Saya datang ke kota ini tahun 1990. Saat Dilan masih jatuh cinta dan ketika Lupus masih jaya. Terdapat banyak bus kota dengan label angka. Murah sekali ongkosnya: lima ratus hingga seribu. Tak bagus memang tapi nyaman untuk jadi angkutan. Kalau ke kampus saya cegat bus di pinggir jalan. Nanti ketika pulang kami jalan berombongan.

Gedung bioskop banyak saat itu. Tayanganya beragam: film Indonesia, Holywood, China dan India. Saya suka sekali nonton film silat dan hantu. Ditayangkan di gedung bioskop yang sekarang jadi taman Pintar. Dulu disana toko buku, pasar buah dan gedung bioskop jadi satu. Sungguh ini pemandangan radikal tapi menggembirakan. Kita makan buah sambil baca buku. Habis beli buku kita nonton film.

Kampus saya memang UII tapi jarang saya kuliah disana. Lebih banyak duduk sama teman UGM, IAIN dan Cokroaminoto. Kami punya hubungan erat, akrab dan hangat. Terutama ketika saya aktif di organisasi kampus. Tempat yang banyak membuat kita mengenal kampus lain dan kawan mahasiswa lain. Sering kami ketemu di toko buku atau kalau lagi rapat organisasi.
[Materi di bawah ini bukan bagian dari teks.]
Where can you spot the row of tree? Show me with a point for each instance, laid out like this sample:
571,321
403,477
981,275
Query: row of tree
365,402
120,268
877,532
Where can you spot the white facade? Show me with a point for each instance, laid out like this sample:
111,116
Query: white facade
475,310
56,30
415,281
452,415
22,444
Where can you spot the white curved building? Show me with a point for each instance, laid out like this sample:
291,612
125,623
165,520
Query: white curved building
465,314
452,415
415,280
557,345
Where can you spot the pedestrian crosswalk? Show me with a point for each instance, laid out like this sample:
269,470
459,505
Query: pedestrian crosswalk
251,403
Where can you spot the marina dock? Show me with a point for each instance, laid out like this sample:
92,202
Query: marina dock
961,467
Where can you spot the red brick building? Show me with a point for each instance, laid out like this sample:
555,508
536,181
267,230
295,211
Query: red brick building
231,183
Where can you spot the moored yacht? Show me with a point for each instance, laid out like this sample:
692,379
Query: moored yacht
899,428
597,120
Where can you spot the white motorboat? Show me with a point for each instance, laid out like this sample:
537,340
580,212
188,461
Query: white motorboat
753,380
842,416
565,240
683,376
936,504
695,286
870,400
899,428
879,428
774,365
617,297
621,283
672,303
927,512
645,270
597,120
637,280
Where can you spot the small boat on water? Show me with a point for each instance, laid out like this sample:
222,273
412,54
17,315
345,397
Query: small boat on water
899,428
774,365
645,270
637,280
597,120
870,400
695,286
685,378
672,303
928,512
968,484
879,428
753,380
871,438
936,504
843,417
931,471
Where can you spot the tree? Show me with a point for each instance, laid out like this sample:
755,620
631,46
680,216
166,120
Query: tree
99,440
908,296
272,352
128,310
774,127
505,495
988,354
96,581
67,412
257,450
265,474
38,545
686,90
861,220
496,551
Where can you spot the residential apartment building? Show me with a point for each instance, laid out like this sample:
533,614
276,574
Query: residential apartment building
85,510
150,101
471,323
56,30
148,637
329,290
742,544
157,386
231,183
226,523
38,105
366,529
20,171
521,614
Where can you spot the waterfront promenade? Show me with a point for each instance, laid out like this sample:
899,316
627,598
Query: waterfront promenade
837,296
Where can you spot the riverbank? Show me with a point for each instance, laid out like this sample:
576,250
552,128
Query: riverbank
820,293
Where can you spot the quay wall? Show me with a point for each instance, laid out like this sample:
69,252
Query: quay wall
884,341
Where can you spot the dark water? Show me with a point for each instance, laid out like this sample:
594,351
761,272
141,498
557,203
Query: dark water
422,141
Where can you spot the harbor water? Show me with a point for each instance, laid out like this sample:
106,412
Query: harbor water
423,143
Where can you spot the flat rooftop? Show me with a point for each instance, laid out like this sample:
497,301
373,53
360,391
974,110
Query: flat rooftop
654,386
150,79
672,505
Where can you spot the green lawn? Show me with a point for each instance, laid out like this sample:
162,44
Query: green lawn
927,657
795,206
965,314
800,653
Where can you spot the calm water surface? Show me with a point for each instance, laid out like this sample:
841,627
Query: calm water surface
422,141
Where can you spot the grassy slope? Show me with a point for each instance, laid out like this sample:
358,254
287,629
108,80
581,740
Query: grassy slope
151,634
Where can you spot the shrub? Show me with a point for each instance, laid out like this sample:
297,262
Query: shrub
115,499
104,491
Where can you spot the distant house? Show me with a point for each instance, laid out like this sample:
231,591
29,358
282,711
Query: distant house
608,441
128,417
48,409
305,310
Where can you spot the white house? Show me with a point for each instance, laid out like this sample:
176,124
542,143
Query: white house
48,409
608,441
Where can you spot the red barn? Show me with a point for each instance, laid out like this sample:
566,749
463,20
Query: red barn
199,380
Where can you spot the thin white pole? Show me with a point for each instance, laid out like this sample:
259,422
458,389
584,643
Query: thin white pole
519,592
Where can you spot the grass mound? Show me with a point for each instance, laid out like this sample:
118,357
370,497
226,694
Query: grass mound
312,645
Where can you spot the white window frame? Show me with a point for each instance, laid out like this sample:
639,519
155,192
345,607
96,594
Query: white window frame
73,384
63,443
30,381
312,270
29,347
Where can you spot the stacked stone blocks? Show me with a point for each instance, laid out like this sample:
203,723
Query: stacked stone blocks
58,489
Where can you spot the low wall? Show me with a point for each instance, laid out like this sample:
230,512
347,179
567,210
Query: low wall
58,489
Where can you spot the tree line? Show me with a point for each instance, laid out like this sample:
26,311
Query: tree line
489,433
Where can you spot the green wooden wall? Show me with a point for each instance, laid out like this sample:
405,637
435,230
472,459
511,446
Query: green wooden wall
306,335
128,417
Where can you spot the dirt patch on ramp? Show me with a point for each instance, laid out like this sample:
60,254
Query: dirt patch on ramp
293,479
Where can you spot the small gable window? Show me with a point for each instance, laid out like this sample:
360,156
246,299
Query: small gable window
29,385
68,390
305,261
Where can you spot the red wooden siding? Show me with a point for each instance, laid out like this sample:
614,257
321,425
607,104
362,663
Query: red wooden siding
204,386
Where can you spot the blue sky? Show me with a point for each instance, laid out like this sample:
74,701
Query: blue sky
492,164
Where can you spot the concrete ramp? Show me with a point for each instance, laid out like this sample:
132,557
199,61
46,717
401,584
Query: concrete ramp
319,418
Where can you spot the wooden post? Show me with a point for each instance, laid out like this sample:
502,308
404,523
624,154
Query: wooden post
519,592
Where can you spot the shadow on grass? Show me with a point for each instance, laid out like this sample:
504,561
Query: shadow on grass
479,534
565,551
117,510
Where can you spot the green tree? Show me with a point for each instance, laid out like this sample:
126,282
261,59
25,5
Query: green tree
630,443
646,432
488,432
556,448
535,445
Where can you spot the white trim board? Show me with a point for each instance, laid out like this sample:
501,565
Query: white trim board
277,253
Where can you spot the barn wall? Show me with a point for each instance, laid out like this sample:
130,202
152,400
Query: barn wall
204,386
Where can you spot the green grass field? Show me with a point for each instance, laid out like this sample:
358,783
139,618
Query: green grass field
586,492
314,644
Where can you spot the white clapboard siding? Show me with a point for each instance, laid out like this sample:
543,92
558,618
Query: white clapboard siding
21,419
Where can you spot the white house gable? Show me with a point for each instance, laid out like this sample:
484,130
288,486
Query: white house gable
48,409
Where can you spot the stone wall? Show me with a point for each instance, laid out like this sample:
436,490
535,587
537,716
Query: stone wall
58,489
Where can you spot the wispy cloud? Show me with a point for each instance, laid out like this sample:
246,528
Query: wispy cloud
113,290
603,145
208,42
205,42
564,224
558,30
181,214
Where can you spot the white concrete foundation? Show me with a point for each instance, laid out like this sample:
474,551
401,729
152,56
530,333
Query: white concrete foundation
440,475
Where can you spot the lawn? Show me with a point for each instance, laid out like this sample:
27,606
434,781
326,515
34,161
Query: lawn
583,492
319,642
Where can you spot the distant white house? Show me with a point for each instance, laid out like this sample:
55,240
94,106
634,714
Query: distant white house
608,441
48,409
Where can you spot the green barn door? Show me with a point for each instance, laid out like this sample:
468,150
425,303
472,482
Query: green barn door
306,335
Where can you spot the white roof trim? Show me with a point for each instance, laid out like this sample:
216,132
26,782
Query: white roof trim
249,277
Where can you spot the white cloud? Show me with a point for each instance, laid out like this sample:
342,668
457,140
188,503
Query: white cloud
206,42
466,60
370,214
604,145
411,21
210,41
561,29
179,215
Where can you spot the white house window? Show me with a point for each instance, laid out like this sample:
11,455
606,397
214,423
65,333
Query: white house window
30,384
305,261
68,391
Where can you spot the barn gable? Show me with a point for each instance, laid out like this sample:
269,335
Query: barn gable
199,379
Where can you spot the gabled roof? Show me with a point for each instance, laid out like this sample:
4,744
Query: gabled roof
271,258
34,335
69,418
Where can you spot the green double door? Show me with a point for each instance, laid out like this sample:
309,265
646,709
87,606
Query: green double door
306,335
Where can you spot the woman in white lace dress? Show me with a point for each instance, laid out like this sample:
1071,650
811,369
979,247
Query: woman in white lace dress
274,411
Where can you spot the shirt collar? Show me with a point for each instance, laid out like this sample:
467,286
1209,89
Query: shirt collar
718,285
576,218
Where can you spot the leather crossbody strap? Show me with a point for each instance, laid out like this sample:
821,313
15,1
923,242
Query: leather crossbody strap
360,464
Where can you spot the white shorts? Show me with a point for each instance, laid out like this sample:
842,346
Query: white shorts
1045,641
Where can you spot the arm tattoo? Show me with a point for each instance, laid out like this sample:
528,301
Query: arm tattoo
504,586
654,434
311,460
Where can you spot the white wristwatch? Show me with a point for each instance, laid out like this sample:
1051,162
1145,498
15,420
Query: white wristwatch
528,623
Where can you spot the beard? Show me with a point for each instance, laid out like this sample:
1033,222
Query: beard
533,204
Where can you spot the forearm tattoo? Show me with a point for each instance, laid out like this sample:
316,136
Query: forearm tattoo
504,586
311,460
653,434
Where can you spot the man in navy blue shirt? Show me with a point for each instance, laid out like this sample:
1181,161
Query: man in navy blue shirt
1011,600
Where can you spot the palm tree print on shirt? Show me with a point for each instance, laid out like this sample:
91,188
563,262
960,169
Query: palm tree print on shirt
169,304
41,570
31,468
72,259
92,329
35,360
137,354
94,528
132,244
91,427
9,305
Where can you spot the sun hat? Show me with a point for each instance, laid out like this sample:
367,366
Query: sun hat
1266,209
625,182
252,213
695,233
Di jalanan Jogja dulu banyak kantor sekretariat gerakan. Kantor HMI komisariat FH UII yang berada di bawah gang jembatan. Kemudian sekretariat SMID yang hampir masuk sungai. Juga ada sekretariat RODE yang ada di gang sempit. Hingga sekretariat PMII yang ada di gang kecil. Rumah sederhana itu dulu menampung banyak ide dan mimpi. Kami selalu menghabiskan banyak waktu disana. Pemilik rumah saat itu dengan antuasias menyewakan rumah untuk sekretariat gerakan. Rasanya ada kebanggaan.

Soeharto memang masih perkasa tapi mulai banyak disangsikan. Terdapat banyak mahasiswa saat itu yang dihukum karena soal sederhana. Mengedarkan buku Pramoedya. Persidanganya penuh dan media memuat itu dengan berani. Menjadi mahasiswa seperti superhero yang bermartabat dan nekat. Sejumlah aksi demo digelar di jalan yang selalu sama: bunderan UGM dan titik Nol Malioboro. Mereka yang melintasinya selalu akan acungkan jempol. Demo jadi kegiatan yang menegangkan tapi juga banyak dukungan.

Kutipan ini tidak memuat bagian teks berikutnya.